The birds by Rubert de Ventós

The last sentence he published, he said, translating from Catalan: "Where there is more light than necessary, all is darkness.

Thomas Osborne
Thomas Osborne
06 February 2023 Monday 01:57
427 Reads
The birds by Rubert de Ventós

The last sentence he published, he said, translating from Catalan: "Where there is more light than necessary, all is darkness." It seems like a simple thought caught on the fly, like someone catching a fly. Xavier Rubert de Ventós liked to catch fluttering, light and sparkling thoughts. He filled with them 160 school notebooks that he kept in shoe boxes. Without despising flies, he liked birds: he said that you had to catch them gently, so as not to crush them. The quoted phrase couldn't be simpler and shorter, but it sums up life today: we have plenty of information, but we don't understand anything. So much illumination, but we grope our way, like the blind.

I admired Rubert's sparkling intelligence, which exploded on all its pages like a firework display, subjugated by games and challenges of the mind, by a certain tendency to dazzle or, perhaps, to be dazzled. Although it could also be compared to modern radiology, which discovers everything that is invisible to the eye. Xavier Rubert saw bones, tendons, veins, nerves where we see skin, shapes, volumes. "Ethics is of little use to be good, as aesthetics is for the artist."

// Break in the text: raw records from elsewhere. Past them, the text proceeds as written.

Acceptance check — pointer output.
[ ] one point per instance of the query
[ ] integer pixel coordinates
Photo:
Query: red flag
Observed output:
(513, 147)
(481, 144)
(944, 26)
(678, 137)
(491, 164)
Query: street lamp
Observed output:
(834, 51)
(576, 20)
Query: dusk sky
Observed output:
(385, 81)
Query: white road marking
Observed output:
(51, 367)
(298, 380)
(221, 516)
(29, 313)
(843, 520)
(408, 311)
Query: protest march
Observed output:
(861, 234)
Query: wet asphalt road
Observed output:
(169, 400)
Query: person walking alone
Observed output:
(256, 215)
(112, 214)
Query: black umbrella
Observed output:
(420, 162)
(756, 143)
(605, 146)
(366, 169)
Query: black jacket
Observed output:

Rubert has determined my comprehensive and critical look at self-absorbed contemporary art. With El corteano y la fantasma de él, I was struck by the testimony of his personal change, which I do not value: the step that goes from setting traps to the friend in the name of the party, to embracing the friend as the first option; that is: the transition from the party to the nation. But above all, I was amazed at the grace with which he rewrote the sagacity of the masters of power: Machiavelli and Mazzarino. His theory on independence as an overcoming of nationalism was decisive in everything that has happened in Catalonia. He didn't convince me. Neither did his friend Pasqual Maragall. But he made us think.

“Playboy transformed the woman's body into a Lladró figure; and thus he turned the sublime into the smug.” He was very in love: also with words and semantic curves. "When we look for the underpants between the sheets, at the bottom of the bed, unsuccessfully, it is a sign that everything has gone very well." Indeed, if during the search, you lose what you were carrying, it means that you have found what you wanted. Thank you Xavier!